Origine et histoire de l'Abbaye de la Victoire
L’abbaye de la Victoire fut fondée en 1222 par Philippe-Auguste pour commémorer ses victoires à Bouvines (1214) et en Anjou. L’évêque Guérin de Senlis, présent à Bouvines, céda un terrain près de son château de Mont-l’Évêque, où la première pierre fut posée en 1221. Douze moines de Saint-Victor de Paris s’y installèrent en 1224, sous la direction de l’abbé Jean-Baptiste. L’église fut consacrée en 1225, et l’abbaye bénéficia de dons royaux et épiscopaux, dont 1 000 livres de Louis VIII.

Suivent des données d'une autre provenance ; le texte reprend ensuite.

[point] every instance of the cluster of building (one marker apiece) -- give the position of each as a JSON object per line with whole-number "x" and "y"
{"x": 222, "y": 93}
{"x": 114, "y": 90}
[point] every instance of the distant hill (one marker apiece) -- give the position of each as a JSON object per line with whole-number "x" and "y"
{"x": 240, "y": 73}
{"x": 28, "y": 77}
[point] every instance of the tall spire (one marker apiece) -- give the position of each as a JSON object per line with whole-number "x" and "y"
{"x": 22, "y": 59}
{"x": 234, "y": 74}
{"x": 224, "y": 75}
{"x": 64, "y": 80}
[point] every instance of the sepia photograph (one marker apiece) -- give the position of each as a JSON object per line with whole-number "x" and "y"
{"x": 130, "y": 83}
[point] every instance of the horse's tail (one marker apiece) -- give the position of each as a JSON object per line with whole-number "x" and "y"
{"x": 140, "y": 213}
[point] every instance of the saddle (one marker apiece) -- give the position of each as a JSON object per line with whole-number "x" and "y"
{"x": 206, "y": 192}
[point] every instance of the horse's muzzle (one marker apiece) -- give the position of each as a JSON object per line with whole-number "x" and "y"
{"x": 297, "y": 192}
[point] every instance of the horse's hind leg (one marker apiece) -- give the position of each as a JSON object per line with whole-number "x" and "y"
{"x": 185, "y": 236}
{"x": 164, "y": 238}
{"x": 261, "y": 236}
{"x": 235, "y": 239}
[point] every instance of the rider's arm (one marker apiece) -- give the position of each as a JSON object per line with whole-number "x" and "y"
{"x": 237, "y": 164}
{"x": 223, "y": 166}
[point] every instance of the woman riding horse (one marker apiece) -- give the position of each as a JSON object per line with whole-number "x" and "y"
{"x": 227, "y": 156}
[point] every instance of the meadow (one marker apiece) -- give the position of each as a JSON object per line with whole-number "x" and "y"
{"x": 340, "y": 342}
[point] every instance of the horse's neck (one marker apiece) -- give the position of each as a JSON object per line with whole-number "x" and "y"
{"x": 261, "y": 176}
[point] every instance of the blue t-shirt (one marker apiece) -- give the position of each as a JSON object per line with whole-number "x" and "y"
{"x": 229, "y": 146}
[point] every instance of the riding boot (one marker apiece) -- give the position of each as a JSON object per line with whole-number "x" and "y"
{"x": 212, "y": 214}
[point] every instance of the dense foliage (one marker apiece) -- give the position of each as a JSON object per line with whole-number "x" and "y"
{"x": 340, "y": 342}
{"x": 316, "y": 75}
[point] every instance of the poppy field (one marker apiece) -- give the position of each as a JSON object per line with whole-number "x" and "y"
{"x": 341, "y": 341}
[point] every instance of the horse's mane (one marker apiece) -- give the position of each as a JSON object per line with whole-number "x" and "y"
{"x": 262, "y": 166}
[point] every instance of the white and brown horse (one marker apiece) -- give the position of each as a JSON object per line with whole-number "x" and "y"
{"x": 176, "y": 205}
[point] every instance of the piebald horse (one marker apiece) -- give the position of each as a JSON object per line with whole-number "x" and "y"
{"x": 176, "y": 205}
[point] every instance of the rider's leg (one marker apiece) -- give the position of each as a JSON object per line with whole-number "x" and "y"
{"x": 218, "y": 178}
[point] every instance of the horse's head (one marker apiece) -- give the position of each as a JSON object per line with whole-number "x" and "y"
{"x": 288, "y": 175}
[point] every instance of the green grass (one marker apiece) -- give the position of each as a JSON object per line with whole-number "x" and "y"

En 1287, l’abbaye obtint son indépendance vis-à-vis de Saint-Victor après un arbitrage annulant les lettres patentes de Louis VIII. Au XVe siècle, la guerre de Cent Ans força les chanoines à quitter les lieux. Louis XI y prépara des traités de paix (1475) et finança la reconstruction de l’église, achevée en 1529. Il y fit aussi construire un château, jamais terminé, démoli en 1555. Les conflits internes et la commende (à partir de 1552) marquèrent la fin du Moyen Âge.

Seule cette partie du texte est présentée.